Лошадиные лица стюардесс, кофе в Скиполе, зимняя слякоть в Шереметьево, привычная круговерть, в которую погружаешься неприятно просто. Спустя полгода в поисках идеи для нового рассказа упираешься взглядом в кукол из мешковины, забытых на полке. От них ещё пахнет пылью с другой стороны Земли, зерно внутри по-прежнему шуршит, как на перевале сухая трава. Вспоминаешь маленькую глупышку, продававшую кукол у ночного автобуса, и решаешь написать о ней. Ты давно уже пишешь только правду, и здесь тоже врать и выдумывать не собираешься. Видишь эту девочку глазами глупого гринго, который ничего не понимает в её жизни. Он лишь однажды прикоснулся к зябкой ночи, услышал сухой шёпот эвкалиптов, заглянул в чёрные глаза — и отравился разрежённым воздухом Анд, пока водитель автобуса пил кофе на перевале. Текст не идёт, не получается взять нужный тон, и куклы строго смотрят на тебя малиновыми шерстяными глазами. Приходит с работы муж, ты суешь ему игрушку (он держит её чуть брезгливо — никогда не любил этих кукол) и просишь, чтобы он говорил с тобой о них, пока ты готовишь ужин. Он посмеивается и стряхивает сигаретный пепел в цветочный горшок. Как всегда неожиданно, наступает ночь; он так и не сказал ничего толкового или полезного. Поцелуй на ночь; ты нехотя возвращаешься к рассказу и вдруг обнаруживаешь, что кукол на столе нет. Ищешь на кухне, потом обшариваешь всю квартиру, но игрушка бесследно исчезла. Махнув рукой, пытаешься вспомнить, как выглядели девочки, и понимаешь, что осталось лишь ощущение зерна под мешковиной. С тщательно задавленным облегчением закрываешь файл: придётся отложить на завтра.
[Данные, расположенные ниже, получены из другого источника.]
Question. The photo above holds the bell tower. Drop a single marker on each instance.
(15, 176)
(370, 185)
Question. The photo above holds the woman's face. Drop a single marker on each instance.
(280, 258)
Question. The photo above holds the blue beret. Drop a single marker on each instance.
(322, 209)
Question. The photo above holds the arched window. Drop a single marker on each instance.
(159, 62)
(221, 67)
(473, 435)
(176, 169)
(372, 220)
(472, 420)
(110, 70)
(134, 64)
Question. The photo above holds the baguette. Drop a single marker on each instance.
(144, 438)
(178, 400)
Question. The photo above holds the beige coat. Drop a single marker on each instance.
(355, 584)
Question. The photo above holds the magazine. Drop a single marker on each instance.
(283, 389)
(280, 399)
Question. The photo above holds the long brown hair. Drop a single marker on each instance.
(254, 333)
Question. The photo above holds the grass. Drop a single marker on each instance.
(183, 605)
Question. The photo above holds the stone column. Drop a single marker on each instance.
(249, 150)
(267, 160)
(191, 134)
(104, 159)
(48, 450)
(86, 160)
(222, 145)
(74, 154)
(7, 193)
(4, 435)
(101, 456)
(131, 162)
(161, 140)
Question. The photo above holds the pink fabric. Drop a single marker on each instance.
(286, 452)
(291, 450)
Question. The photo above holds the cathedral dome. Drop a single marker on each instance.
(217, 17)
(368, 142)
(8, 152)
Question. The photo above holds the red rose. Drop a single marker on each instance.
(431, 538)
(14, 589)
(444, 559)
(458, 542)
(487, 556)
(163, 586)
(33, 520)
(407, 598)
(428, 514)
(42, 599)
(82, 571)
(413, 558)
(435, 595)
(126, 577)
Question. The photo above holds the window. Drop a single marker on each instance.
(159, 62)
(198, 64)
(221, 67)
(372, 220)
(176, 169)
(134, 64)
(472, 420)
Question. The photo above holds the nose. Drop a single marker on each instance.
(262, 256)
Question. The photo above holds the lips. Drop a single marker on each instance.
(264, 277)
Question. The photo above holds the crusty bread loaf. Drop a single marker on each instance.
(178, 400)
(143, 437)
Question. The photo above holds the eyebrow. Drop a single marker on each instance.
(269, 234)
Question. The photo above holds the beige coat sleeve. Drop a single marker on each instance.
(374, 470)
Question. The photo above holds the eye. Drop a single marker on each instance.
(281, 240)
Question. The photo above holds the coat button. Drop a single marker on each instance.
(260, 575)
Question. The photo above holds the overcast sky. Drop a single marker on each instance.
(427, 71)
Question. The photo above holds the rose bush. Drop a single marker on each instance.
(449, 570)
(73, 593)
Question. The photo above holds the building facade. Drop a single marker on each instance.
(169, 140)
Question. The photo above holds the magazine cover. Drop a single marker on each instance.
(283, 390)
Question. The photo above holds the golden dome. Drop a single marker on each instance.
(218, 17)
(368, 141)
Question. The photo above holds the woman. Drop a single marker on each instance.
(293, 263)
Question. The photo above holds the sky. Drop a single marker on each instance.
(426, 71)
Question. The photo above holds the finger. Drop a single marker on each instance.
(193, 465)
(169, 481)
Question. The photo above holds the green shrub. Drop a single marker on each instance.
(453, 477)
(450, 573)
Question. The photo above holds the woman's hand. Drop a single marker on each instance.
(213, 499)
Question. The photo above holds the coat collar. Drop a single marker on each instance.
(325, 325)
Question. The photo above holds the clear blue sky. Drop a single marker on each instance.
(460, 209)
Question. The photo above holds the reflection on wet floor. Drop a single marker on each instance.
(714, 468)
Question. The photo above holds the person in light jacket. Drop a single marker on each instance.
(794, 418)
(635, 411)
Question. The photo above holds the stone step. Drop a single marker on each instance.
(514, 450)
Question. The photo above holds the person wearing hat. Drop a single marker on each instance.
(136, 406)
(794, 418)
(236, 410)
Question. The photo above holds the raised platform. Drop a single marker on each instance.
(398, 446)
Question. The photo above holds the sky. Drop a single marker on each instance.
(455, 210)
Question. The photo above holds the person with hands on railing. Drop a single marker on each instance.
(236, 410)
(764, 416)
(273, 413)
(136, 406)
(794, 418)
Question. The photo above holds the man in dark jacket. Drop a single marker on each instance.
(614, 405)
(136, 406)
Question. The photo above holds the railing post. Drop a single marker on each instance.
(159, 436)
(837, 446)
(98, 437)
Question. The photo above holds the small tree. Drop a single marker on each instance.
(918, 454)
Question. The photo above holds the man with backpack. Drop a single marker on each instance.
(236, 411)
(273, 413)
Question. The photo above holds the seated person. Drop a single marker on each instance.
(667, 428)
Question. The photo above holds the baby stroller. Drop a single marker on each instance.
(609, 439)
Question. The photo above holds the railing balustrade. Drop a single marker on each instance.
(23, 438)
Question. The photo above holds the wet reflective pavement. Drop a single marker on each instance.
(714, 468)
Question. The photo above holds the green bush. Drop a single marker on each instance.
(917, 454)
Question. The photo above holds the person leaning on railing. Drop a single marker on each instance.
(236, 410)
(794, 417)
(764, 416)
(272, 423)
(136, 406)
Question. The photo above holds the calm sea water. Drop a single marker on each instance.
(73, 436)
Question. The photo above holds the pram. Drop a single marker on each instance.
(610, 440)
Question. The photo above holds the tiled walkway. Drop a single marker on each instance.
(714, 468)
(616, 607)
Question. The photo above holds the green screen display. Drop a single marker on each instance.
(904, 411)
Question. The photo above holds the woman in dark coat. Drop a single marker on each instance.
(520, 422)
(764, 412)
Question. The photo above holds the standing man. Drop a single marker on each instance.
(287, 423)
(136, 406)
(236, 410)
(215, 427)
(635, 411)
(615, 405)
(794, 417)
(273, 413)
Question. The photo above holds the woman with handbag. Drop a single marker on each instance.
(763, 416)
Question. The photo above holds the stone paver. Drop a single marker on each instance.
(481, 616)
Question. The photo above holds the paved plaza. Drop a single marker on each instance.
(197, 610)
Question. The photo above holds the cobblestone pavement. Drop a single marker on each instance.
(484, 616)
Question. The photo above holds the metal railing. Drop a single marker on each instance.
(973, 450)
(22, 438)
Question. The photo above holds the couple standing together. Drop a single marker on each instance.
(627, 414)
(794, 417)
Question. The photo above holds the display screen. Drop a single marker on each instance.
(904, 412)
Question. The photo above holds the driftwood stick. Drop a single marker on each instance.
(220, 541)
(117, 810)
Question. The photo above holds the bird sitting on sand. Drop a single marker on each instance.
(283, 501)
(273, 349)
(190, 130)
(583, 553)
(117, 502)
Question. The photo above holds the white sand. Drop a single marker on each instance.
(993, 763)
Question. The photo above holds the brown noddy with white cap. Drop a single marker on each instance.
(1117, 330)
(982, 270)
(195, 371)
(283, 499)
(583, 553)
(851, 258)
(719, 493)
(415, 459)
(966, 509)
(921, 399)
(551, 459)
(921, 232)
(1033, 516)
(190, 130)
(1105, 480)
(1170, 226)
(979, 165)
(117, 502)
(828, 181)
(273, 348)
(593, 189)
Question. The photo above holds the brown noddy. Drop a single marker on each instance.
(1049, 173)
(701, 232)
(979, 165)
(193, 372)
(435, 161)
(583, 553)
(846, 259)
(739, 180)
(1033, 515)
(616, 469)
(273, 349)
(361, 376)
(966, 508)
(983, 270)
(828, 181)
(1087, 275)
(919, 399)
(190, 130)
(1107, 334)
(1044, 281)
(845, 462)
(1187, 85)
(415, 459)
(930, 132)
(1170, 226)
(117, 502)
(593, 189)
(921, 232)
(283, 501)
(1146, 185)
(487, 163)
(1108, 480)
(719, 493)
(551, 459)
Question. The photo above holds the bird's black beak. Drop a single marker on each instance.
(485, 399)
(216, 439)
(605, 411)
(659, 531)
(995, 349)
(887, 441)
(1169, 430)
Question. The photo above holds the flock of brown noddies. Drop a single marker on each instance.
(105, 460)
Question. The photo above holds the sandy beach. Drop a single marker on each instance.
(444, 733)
Но завтра, и послезавтра, и ещё много дней забываешь спросить о куклах: ужин, болтовня, секс, посмотрим кино? В полночь он уходит спать, а ты открываешь файл с рассказом и спохватываешься — но будить ради такой глупости жалко. То встаёшь, то вновь возвращаешься за клавиатуру. Стоит набрать хоть слово, и в комнате становится зябко, горло перехватывает от эфирной прохлады, а за окном слышен сухой шорох. Ты понимаешь, что на самом деле тебе нужно не увидеть игрушку, а узнать, что за зерно шелестит у неё внутри. По ночам снится, как ты с покрытыми инеем ножницами в руках гонишься за маленькой индейской девочкой. Щёлкаешь лезвиями, почти дотянувшись, — но каждый раз в руках оказывается лишь грязноватый лоскуток, белый, оранжевый или синий, а девочка убегает на темнеющий перевал, насмешливо шурша; там слишком высоко, ты задыхаешься. Сон всегда кончается одинаково: посреди тёмной, влажно блестящей дороги девочка останавливается. Догоняешь её, заносишь ножницы; она говорит на кечуа — безумно важно понять, что именно. Застываешь, напрягая слух и память. Девочка медленно оборачивается — на груди у неё лоток, и капает слюна с блестящих клыков, торчащих из-под пухлых губ. В ужасе ты бросаешься бежать — и просыпаешься.